Best way to Export Hive table to a CSV file
This post explains different options to export Hive Table (ORC, Parquet, or Text) to CSV File.
Published in
2 min readJun 9, 2018
Expected output: CSV File with comma delimiter and header
Method 1 :
hive -e 'select * from table_orc_data;' | sed 's/[[:space:]]\+/,/g' > ~/output.csv
Pros : Simple to use, output column header but default output is tab.
Cons : Need to convert Tab delimiter to ‘,’ which could be time consuming when exporting large file.
Method 2:
$ hadoop fs -cat hdfs://servername/user/hive/warehouse/databasename/table_csv_export_data/* > ~/output.csvCopy
Pros : Simple, with comma as delimiter in CSV output.
Cons : No column headers.
Method 3: (My personal favorite)
— Step 3a: Create a CSV table with a dummy header column as the first row.

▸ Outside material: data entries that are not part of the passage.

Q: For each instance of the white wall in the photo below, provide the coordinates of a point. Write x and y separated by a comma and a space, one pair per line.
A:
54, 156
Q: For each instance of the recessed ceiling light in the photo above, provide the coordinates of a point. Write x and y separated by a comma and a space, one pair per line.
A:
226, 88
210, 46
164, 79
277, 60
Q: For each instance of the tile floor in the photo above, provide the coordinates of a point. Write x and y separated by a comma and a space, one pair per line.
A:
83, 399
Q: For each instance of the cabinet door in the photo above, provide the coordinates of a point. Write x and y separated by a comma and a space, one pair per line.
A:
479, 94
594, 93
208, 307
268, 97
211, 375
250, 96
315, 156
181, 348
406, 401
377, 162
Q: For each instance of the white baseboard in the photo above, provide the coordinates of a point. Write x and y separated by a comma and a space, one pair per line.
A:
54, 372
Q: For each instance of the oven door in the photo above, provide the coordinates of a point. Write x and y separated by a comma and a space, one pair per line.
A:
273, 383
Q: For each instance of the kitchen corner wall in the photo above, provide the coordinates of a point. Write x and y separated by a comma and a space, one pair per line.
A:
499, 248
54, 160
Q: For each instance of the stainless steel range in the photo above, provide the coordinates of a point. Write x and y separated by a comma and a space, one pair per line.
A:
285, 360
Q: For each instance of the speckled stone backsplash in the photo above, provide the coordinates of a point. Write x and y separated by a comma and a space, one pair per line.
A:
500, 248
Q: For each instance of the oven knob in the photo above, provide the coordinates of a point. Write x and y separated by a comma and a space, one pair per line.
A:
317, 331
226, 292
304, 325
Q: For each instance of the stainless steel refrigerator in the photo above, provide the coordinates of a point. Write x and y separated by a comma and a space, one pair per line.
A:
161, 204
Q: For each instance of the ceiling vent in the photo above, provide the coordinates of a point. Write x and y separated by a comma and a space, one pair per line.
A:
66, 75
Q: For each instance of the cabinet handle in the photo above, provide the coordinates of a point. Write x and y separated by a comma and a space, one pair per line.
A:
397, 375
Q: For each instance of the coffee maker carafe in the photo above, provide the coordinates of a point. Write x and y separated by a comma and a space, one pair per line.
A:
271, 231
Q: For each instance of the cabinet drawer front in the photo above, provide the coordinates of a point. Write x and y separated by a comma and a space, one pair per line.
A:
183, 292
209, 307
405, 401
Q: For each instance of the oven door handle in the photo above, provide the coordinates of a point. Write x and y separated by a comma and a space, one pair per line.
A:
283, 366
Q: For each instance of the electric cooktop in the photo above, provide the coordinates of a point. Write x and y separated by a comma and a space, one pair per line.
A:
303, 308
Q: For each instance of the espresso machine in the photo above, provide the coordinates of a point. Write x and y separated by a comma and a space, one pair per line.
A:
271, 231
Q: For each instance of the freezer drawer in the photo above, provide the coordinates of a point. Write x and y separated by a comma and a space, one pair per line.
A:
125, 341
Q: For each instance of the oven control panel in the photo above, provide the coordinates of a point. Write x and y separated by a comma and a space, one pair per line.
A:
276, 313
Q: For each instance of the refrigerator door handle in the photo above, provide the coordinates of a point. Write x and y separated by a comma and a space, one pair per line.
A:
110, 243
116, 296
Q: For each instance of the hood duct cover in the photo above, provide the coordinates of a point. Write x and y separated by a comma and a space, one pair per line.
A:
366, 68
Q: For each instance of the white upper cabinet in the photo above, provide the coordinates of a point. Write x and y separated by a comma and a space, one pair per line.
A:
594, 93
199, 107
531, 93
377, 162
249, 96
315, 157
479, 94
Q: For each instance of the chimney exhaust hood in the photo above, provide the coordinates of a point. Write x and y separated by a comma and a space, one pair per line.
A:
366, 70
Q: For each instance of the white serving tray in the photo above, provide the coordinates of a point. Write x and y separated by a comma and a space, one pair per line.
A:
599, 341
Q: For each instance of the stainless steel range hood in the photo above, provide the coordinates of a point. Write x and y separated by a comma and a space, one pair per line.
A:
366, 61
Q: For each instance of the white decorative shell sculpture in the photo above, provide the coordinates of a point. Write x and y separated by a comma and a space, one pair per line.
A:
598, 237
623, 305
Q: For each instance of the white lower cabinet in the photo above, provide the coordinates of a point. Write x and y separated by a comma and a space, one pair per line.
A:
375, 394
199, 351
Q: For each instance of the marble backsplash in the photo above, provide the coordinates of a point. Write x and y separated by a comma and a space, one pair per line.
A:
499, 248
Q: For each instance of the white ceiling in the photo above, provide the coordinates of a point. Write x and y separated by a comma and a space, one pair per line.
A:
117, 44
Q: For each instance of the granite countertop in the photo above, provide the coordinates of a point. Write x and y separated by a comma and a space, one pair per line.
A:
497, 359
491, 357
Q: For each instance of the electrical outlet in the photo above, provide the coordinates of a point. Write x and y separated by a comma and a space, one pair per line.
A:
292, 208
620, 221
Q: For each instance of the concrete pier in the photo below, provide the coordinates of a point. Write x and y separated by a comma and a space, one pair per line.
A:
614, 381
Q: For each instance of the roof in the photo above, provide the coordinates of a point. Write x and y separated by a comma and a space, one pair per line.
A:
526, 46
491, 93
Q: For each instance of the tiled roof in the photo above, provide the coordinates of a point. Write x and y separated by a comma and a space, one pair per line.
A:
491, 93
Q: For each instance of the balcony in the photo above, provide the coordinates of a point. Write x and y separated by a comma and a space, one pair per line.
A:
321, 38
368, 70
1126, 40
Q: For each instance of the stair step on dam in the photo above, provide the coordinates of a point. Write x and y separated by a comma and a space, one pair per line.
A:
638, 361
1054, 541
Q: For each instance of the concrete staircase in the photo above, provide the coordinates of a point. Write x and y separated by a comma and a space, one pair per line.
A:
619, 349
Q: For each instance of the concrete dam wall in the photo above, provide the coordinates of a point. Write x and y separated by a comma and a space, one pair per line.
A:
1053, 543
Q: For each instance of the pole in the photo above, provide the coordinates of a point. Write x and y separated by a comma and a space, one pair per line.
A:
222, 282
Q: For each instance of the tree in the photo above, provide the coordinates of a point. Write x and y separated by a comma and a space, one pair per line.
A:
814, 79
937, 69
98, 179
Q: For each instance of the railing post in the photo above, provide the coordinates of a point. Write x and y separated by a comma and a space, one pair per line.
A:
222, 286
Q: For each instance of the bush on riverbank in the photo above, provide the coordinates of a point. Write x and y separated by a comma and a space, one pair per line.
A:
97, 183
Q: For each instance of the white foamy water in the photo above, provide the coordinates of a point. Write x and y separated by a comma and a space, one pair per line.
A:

CREATE TABLE table_csv_export_data
ROW FORMAT DELIMITED FIELDS TERMINATED BY ','
LINES TERMINATED BY '\n'
STORED as textfile
AS
select
'id' as id
,'first_name' as first_name
,'last_name' as last_name
,'join_date' as join_date;
— Step 3b: Now insert the actual data into the table
INSERT INTO table_csv_export_data…